Christy Clark is looking more and more like Bill Vander Zalm
Political history doesn't repeat itself—but sometimes events bear a strong resemblance to what's occurred before.
In 1990 and 1991, Social Credit premier Bill Vander Zalm was in serious trouble with his colleagues.
He had come in as leader with the support of just three caucus members in the campaign.
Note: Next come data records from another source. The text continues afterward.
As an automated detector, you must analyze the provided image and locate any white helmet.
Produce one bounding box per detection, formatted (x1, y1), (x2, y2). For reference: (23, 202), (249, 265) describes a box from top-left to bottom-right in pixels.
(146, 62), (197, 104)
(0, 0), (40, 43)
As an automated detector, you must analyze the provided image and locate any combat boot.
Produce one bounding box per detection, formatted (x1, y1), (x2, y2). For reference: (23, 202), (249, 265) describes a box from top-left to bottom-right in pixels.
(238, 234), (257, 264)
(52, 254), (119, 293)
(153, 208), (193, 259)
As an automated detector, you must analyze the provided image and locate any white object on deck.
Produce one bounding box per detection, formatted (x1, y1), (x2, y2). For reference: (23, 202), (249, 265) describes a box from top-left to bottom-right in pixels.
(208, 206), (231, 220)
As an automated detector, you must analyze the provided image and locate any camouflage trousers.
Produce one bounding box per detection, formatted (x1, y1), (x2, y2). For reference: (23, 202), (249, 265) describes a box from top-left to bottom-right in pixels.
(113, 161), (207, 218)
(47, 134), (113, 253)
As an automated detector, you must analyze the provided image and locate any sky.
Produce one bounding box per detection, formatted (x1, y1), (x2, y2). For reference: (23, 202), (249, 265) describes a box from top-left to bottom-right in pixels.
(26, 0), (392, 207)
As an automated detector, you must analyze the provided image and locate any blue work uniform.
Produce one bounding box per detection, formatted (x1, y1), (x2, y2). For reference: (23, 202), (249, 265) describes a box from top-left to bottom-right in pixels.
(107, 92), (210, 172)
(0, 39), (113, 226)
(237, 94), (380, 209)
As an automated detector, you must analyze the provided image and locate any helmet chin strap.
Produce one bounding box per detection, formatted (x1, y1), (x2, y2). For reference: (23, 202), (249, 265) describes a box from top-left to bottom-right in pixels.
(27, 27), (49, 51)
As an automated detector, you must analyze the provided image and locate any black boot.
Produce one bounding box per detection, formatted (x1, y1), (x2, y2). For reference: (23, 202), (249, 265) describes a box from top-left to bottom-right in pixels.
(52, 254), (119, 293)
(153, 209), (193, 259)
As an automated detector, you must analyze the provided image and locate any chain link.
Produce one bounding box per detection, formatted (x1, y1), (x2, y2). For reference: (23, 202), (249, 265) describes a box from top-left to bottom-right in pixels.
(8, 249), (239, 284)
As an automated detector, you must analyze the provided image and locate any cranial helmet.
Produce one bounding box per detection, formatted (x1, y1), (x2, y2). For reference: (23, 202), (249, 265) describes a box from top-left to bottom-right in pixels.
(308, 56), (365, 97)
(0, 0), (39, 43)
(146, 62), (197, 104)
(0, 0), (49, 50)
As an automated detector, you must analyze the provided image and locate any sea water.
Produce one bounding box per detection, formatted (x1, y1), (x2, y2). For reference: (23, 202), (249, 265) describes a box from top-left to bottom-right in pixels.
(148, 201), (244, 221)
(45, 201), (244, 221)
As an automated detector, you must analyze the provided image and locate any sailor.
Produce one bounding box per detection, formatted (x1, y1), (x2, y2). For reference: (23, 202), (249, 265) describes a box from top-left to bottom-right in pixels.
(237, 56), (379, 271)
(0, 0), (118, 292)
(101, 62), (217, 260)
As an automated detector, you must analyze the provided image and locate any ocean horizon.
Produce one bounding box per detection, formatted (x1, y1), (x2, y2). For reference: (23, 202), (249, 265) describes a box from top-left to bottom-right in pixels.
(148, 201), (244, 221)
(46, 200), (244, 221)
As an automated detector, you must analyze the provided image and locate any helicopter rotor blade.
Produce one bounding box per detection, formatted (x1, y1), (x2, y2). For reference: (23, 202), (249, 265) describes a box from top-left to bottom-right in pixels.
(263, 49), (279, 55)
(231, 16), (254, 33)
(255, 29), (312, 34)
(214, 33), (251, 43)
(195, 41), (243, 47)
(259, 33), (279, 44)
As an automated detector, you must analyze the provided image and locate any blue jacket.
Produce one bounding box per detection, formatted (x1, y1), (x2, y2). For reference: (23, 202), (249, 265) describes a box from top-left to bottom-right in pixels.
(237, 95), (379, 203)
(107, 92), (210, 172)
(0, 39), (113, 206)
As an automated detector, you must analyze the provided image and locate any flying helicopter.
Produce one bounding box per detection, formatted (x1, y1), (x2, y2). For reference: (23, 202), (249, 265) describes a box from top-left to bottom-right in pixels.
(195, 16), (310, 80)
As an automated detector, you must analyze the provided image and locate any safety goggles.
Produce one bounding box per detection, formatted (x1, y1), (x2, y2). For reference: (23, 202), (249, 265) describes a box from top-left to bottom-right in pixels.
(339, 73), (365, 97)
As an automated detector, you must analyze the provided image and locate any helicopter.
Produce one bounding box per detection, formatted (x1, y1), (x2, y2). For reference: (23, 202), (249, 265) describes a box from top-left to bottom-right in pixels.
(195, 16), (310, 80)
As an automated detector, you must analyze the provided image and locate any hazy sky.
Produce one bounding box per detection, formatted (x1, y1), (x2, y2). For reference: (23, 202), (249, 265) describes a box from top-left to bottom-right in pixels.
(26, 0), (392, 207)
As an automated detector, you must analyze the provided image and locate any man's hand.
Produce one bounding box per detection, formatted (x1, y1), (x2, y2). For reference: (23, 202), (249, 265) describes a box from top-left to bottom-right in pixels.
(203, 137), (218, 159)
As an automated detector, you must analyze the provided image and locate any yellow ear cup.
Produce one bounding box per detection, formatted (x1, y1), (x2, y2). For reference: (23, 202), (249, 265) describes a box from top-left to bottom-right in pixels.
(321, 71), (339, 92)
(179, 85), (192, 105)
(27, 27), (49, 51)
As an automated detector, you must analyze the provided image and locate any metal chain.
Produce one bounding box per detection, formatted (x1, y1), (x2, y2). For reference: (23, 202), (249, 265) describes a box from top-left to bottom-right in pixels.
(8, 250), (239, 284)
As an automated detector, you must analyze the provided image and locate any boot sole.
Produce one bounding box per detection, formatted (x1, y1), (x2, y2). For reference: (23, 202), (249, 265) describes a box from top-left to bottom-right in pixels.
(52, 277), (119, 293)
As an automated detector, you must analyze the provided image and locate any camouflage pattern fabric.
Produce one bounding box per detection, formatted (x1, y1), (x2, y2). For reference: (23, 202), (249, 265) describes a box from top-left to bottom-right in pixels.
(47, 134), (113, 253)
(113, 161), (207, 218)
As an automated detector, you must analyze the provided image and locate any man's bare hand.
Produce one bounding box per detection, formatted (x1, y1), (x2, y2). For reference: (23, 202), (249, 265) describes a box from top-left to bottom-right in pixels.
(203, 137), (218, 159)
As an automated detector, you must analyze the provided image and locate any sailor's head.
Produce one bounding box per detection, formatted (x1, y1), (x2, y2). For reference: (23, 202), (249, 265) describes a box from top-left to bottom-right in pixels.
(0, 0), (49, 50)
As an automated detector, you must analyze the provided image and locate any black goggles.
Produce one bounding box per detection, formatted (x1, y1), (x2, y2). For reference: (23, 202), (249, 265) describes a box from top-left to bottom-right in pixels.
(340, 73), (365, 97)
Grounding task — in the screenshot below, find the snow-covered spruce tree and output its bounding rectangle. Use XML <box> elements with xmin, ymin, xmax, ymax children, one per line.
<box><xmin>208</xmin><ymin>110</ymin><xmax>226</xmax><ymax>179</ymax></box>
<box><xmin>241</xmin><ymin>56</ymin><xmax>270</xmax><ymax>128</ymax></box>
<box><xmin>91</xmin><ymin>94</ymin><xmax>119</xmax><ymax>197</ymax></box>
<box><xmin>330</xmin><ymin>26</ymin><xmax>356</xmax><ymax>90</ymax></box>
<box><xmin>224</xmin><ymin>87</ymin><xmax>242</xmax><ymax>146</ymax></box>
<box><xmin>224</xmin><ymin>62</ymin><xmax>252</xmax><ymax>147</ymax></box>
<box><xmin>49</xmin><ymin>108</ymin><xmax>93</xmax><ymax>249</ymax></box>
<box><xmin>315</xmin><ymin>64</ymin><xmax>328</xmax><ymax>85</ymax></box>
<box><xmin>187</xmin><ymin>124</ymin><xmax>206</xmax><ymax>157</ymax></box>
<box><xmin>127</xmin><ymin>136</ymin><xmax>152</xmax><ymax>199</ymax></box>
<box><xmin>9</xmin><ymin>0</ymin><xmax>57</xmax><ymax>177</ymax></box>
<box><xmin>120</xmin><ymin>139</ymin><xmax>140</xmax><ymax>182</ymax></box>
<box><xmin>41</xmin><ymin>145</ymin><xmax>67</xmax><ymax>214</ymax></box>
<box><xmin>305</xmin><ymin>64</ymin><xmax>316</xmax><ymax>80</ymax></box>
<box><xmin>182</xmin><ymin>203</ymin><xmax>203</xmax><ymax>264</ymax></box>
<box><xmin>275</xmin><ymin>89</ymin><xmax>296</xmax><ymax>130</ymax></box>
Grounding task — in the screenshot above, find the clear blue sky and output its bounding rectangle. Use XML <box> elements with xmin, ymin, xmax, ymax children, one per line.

The party establishment preferred then-attorney general Brian Smith.
Vander Zalm also developed policy on the fly, sometimes not even consulting his colleagues.
And the Zalm was a populist who liked going straight to the people—often over the heads of his cabinet, the media, and his party's financial backers.
More than two decades later, Premier Christy Clark is looking like a female version of the the beleaguered Socred premier.
Like Vander Zalm, she quit cabinet between elections, setting herself up as a leader-in-waiting should the incumbent falter.
When Clark was elected party leader in 2011, she was only supported by one member of caucus.
And since then, she has relied on charisma, like Vander Zalm, only to see her poll numbers fall, suggesting an inevitable NDP victory.
Tomorrow, the B.C. Liberal cabinet will hold an emergency meeting in Vancouver to deal with the latest crisis: the premier's office's involvement in a sketchy plan to use government resources to help the B.C. Liberals win votes from minority communities.
Through it all, Clark has remained cheerful in public, insisting this is a minor flap that's easily resolved.
Vander Zalm exuded the same confidence back in 1991 until he was forced to resign in a conflict-of-interest scandal involving the sale of Fantasy Gardens.
Shortly after Clark won the leadership, Vander Zalm told the Straight that she wouldn't be able to make peace with the candidates she defeated.
"You're dealing with politicians," he said at the time. "And politicians have big egos, and they're all, at least in their minds, the smartest people in the world."
Tomorrow if the B.C. cabinet plunges a knife in the back of the premier, don't be surprised if Vander Zalm blurts out: "I told you so."